The official version is this:
Before a battle with Maxentius for the control of the empire in the west, Constantine saw a vision of the cross in the sky and heard a voice say: "In hoc signo vincennes". This doesn't mean "a sign pawned in Indiana." It means "By this sign you shall conquer." So Constantine had his troops paint a cross on their shields. He did, indeed, win that battle.
(Various Roman histories give slightly different reports. Some have the vision during a dream; some have a different sign of Christianity. However the details vary, the general idea remains.)
While nobody seems to question Constantine's semi-adoption of Christianity in this battle, there are widespread doubts about Constantine's motivation. After all, the man wasn't baptized until the end of his reign. He issued coins depicting himself as Mercury. Could this have been a cynical ploy to win over the Christians among Maxentius's troops?
Arguing against that, however, is that Christianity was far from a majority position in the West. Then, too, there was long resistance to military service among Christians. So the Christians among Maxentius's troops wouldn't have been all that numerous. As a ploy, it would be likelier to backfire.

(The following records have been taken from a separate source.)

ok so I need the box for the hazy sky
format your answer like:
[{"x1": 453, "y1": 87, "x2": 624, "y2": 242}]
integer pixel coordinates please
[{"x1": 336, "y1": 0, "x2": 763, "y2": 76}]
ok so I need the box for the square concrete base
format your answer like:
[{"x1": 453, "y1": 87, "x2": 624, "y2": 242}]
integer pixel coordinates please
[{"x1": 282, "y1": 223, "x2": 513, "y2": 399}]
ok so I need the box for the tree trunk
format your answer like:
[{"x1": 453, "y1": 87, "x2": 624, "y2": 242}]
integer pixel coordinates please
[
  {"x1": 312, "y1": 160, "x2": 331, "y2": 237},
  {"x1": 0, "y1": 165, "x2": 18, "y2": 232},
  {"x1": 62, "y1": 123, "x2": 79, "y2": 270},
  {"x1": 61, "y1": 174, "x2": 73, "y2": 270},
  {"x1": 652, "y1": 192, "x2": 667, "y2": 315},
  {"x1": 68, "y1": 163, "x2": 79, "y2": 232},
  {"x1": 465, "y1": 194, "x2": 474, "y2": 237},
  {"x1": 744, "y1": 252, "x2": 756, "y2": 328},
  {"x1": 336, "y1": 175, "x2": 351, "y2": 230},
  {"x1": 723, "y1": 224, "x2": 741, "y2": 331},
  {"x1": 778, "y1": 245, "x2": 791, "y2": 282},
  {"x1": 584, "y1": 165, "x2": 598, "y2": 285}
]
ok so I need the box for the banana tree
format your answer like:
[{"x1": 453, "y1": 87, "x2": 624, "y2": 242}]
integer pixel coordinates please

In any event, Constantine's reign as the first Christian emperor was far more imperial than it was Christian. There were many divisions among Christians at the time, and the standard response was to read your opponent out of the Church. Since he would then read you out of the Church, the two of you would go on your merry ways in separate churches. Well, Constantine insisted on some sort of agreement, and he used the power of the empire to persecute the losing side.
I might point out that the late baptism was far from unique to Constantine. Christians of an earlier and of a later time would assume that any convert would be baptized immediately. In his time, baptism was regarded as a get-out-of-hell-free card. When you were baptized, that forgave all your prior sins. It didn't cover your subsequent sins. Thus, there was an argument for delaying baptism until you were about to die and didn't have any time left to commit more sins. Countervailing that was the observation that people, and Constantine ran more risks than those of his subjects who led quiet lives, could always die unexpectedly.